Ernest Hemingway non fu l’unico scrittore-reporter sul fronte della Grande Guerra: in Italia anche il celebre scrittore inglese Ruyard Kipling sostò per molti mesi, monitorando le imprese dei “Figli dei Monti” e così commentando: «Alpini, forse la più fiera, la più tenace fra le specialità impegnate su ogni fronte di guerra. Combattono con pena e fatica fra le grandi Dolomiti. Nelle loro solitarie posizioni, all’avanguardia di disperate battaglie contro un nemico che sta sopra di loro, più ricco di artiglieria, le loro imprese sono frutto soltanto di coraggio e di gesti individuali». Erano i giorni di Caporetto e la dura vita di trincea con la nostalgia della casa finivano per fiaccare anche gli animi più accesi. Ma tuttavia si resisteva, di fronte alla morte il pensiero correva alla vita, perché “La mia bela mi aspeta”. Proprio questo straordinario canto di trincea, brandello di speranza nei momenti più tragici, ispira lo spettacolo di produzione del Coro ANA – Associazione Nazione Alpini di Milano: un evento scenico che ci proietta nella storia e nei sentimenti di giovani che, strappati alla vita di tutti i giorni e catapultati in realtà terribili e sconosciute, mantenevano saldi i propri valori e i propri ideali. Nel conto alla rovescia verso il 24 ottobre, centenario della battaglia di Caporetto e pietra miliare di quella Guerra totale, il Teatro Giuseppe Verdi di Pordenone celebra l’anniversario stringendosi al corpo degli “Alpini” con gratitudine e commozione per gli straordinari valori che rappresentano.
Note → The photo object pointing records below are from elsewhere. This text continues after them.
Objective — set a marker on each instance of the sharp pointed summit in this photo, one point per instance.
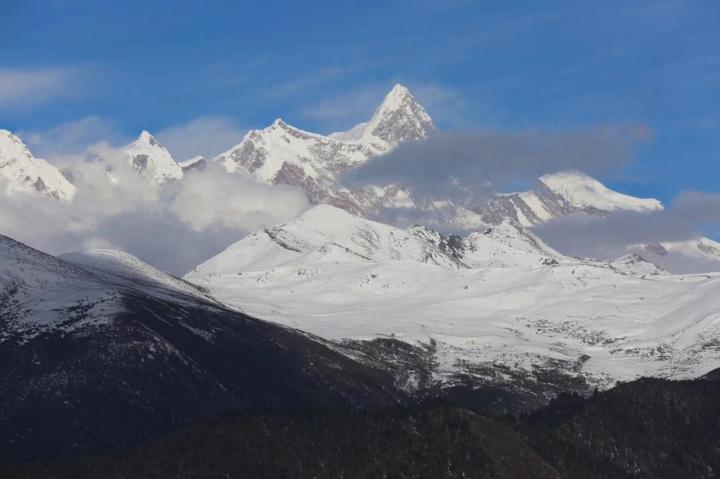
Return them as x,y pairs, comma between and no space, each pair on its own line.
398,119
152,160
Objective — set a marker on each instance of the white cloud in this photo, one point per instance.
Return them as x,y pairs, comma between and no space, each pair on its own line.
205,135
23,88
174,228
71,136
352,106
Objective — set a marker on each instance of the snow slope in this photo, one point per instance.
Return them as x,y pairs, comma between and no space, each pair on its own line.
689,256
26,173
560,194
500,297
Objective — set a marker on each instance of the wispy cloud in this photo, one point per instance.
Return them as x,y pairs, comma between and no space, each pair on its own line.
205,135
71,136
690,216
436,167
355,105
25,88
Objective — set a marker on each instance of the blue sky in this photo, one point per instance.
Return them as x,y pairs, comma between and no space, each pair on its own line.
110,69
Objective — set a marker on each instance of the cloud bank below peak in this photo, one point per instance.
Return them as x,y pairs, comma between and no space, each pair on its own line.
433,167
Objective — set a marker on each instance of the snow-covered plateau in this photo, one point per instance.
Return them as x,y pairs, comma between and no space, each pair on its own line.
499,297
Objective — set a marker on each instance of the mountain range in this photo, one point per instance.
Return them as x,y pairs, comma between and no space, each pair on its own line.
338,310
315,163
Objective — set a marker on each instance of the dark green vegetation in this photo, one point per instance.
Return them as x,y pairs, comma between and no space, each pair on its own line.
645,429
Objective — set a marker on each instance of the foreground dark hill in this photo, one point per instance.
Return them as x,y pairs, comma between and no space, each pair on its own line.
100,351
650,428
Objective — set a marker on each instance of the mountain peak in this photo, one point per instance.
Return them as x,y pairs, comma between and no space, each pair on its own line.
146,138
26,173
146,153
399,118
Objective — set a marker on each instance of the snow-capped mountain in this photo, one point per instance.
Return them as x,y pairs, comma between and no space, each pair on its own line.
24,172
497,298
398,119
283,154
102,351
564,193
152,160
194,163
689,256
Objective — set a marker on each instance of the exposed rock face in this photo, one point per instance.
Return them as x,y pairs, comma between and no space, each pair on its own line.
283,154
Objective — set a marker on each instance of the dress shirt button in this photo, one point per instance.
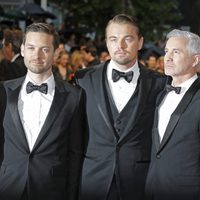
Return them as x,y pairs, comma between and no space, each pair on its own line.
118,121
30,156
158,156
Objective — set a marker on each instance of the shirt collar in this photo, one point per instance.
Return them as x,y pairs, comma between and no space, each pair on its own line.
134,68
185,85
50,82
15,57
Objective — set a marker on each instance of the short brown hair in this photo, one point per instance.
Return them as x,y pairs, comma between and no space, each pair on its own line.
123,19
43,28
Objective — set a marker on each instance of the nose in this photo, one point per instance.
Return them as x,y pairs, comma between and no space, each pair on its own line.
38,53
169,55
121,44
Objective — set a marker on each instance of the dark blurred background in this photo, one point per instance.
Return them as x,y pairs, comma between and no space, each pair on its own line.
156,17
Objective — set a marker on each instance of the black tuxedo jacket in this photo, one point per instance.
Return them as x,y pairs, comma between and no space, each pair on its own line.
174,172
52,169
127,157
13,70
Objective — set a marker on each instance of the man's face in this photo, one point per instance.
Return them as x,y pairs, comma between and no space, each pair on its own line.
7,50
38,52
123,43
178,62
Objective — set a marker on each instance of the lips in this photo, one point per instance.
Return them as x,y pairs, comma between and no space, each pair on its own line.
37,62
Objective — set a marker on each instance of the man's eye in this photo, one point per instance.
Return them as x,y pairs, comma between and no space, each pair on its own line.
30,48
46,50
113,39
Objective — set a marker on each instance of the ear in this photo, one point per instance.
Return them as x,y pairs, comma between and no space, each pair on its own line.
196,61
141,41
22,50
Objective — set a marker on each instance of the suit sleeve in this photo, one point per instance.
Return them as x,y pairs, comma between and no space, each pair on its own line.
76,149
2,112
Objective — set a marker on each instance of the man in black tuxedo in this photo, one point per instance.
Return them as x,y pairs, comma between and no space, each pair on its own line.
175,165
120,105
43,126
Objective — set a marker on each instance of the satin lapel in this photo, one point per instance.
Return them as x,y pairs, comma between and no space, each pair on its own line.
155,132
97,81
144,86
178,112
57,104
13,94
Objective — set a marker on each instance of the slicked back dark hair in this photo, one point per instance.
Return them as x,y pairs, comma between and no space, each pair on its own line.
43,28
124,19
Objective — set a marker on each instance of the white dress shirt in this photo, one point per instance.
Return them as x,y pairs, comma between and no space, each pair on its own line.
33,108
169,104
122,90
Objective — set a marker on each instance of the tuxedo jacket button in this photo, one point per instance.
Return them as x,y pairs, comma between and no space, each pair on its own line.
158,156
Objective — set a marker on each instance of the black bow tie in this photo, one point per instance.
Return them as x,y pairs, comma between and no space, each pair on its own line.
116,75
42,88
170,88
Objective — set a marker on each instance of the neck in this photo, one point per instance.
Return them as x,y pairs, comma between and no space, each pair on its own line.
179,80
39,78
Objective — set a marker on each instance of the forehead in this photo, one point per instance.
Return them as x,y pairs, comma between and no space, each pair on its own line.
117,29
37,38
177,42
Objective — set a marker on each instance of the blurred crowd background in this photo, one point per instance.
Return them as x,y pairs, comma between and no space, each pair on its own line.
81,25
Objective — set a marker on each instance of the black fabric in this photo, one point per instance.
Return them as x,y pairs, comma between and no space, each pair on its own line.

A ricordo della drammatica battaglia dell’Isonzo sabato 14 ottobre 2017, in esclusiva regionale, il sipario si alzerà alle 20.45 sulla performance del Coro Ana di Milano diretto da Massimo Marchesotti: “La mia bela la mi aspeta” non offre solo l’emozionante interpretazione dei canti di guerra più toccanti, ma si propone al pubblico come un vero e proprio spettacolo per coro e voci recitanti – quelle di Lucia Marinsalta e Michele Bottini - arricchito dalla proiezione di immagini e foto d’archivio. Canti come Mamma mia vienimi incontro, Alpini in Libia, La mia bela la mi aspeta, Monte Canino, La tradotta Monte Nero, O Gorizia tu sei maledetta, Dove sei stato mio bell’Alpino, Da Udin siam partiti, Il testamento del Capitano, Centomila gavette di ghiaccio, Stelutis alpinis e Preghiera degli alpini scandiranno lo spettacolo in scena al Teatro Verdi con il sostegno di Friulovest Banca.

Esiste da sempre un legame indissolubile tra il canto e gli Alpini: nelle semplici strofe vengono narrate echeggiano le marce verso il fronte e in trincea, lo sforzo di reagire al sonno e alla fame, per tenere alto il morale, per consolidare lo spirito di corpo, ma anche per ricordare chi è ‘andato avanti’. La mia bela la mi aspeta riunisce canti e letture frutto di una scelta ragionata all’interno di un patrimonio vastissimo, un excursus che dalla fine dell’Ottocento, arriva alla Grande Guerra, e termina con la Seconda Guerra Mondiale. Questo conflitto segna anche l’episodio con si concludeva anche l’attività bellica di un corpo storico come quello degli Alpini, che oggi si occupa di missioni di pace o umanitarie. Un filo conduttore attraversa tutte le melodie: è la mancanza dei propri cari, la malinconia per l’assenza degli affetti più intimi e familiari. Non è un caso che l’etichetta Decca, una delle principali case discografiche internazionali, abbia scelto, dopo lunghe ricerche, un coro storico e importante, per incidere i canti di trincea: quello dell’Associazione Nazionale Alpini di Milano, fondato nel 1949. Il Coro ANA di Milano è il primo coro nato nell’Associazione Nazionale Alpini. Eccellenza della musica corale in Italia e all’estero, il Coro ANA di Milano opera il recupero e la diffusione di canti popolari regionali di enorme interesse storico e contribuisce a mantenere in vita un patrimonio musicale e poetico di importanza nazionale. Una vera garanzia di fedeltà e integrità per questo repertorio, presentato al grande pubblico e interpretato da un ensemble che degli alpini conosce non solo le tradizioni musicali, ma in primo luogo i valori, un modo di essere che si traduce in un modo di cantare. 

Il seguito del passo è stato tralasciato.